Understanding Professional Wrestling, Part 1

Posted by nathanpowers22 on March 21, 2017

Transitioning directly from soap operas to professional wrestling, I knew there were bound to be similarities between the two. The lengthy histories of each have led to intergenerational fanbases; both rely on large rotating casts of characters; conflicts are only temporarily resolved to perpetuate a cycle of drama; overreactions and camera techniques are used to amplify emotion; the list goes on. However, as a more cursory wrestling fan (I had friends who were into it growing up), I wasn’t really aware of how dynamic the nature of wrestling personas truly is until I read the chapter from Bodies of Discourse on Mick Foley. This passage also illustrated for me how much fans play a part in this back-and-forth of underdog to champion, everyman to legend, “face” to “heel” etc. that you see to some extent in soap operas (though this is clearly decided far less often by fans than writers). However, as the reading points out, this isn’t a binary system where the actor is either in one state or the other, but a complex plurality of roles that drives fan engagement.

Other than the more figurative aspect of polysemy, the multiple ways fans interpret a wrestler’s performance, Mick Foley WAS three different characters for a short time: Cactus Jack, Mankind, and Dude Love. It’s interesting to me that this was a possible turn of events in the world of professional wrestling, but also how these characters became refined and consolidated over time to give Foley, the persona, intellectual dimensions inspired by Foley, the actor himself. Of course, this commingling of fiction and reality isn’t unique to Foley because live performances are the core of this media genre. As a result, real-life events strongly impact the WWE’s narrative because there must be fictional rationalizations for why a wrestler cannot participate in a match or other events. This can be seen in a very recent example with Mick Foley where he was “fired” from RAW due to an upcoming hip surgery [1].
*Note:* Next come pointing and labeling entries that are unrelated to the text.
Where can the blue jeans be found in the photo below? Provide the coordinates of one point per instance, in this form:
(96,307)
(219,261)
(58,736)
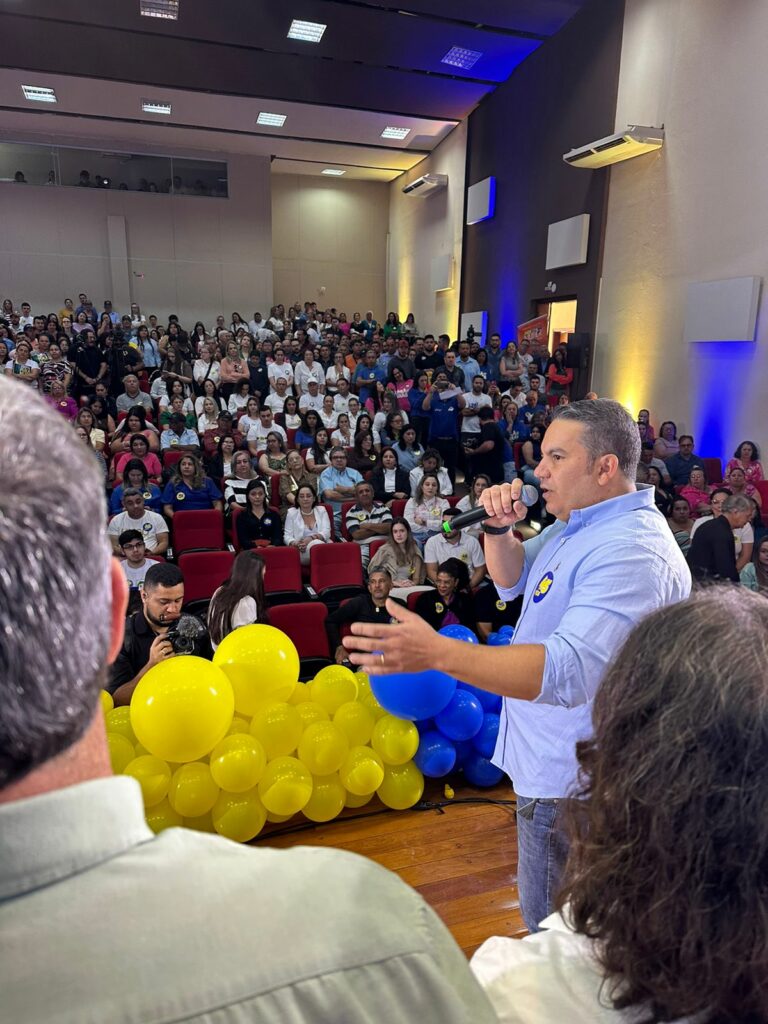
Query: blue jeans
(542,851)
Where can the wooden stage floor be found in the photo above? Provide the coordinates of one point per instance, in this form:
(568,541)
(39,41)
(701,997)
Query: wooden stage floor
(462,857)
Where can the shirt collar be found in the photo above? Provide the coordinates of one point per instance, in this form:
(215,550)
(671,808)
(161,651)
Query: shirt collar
(59,834)
(639,499)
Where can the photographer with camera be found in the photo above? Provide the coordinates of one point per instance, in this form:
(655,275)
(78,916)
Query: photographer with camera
(157,632)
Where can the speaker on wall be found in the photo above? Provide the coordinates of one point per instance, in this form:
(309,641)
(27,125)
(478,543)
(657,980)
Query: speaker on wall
(578,351)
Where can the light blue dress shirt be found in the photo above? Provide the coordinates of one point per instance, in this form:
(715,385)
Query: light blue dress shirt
(587,583)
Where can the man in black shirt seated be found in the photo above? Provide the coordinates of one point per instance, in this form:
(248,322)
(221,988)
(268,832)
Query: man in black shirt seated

[1] – http://www.givemesport.com/1011855-mick-foleys-first-tweet-since-being-fired-from-raw-generates-huge-support-from-fans


2 Responses to “Understanding Professional Wrestling, Part 1”

  1. jacobkaraglanis said

    I liked your note about the wrestler, Mick Foley and his leg surgery. Because with the crazy fans of WWE they need everything to go along with the script that they made. This to me is insane because there is no need to keep the story going on for everything that happens in the lives of wrestlers.

    • nathanpowers22 said

      I don’t think it’s insane. I actually think it’s kind of cool that performers like Foley are so dedicated to their craft. At the end of the day, you have to keep in mind that this is all just for the sake of entertainment. How boring would it be to just say, “Sorry, I need hip surgery. I’ll be back in a little while,” when wrestling fans come for the overblown drama? They don’t want to see such human weakness because its kind of an escapism to see this everyman, a reflection of themselves, as a legend. Plus, it’s just a plot device that introduces a host of new conflicts once he’s written back into the show post-recovery.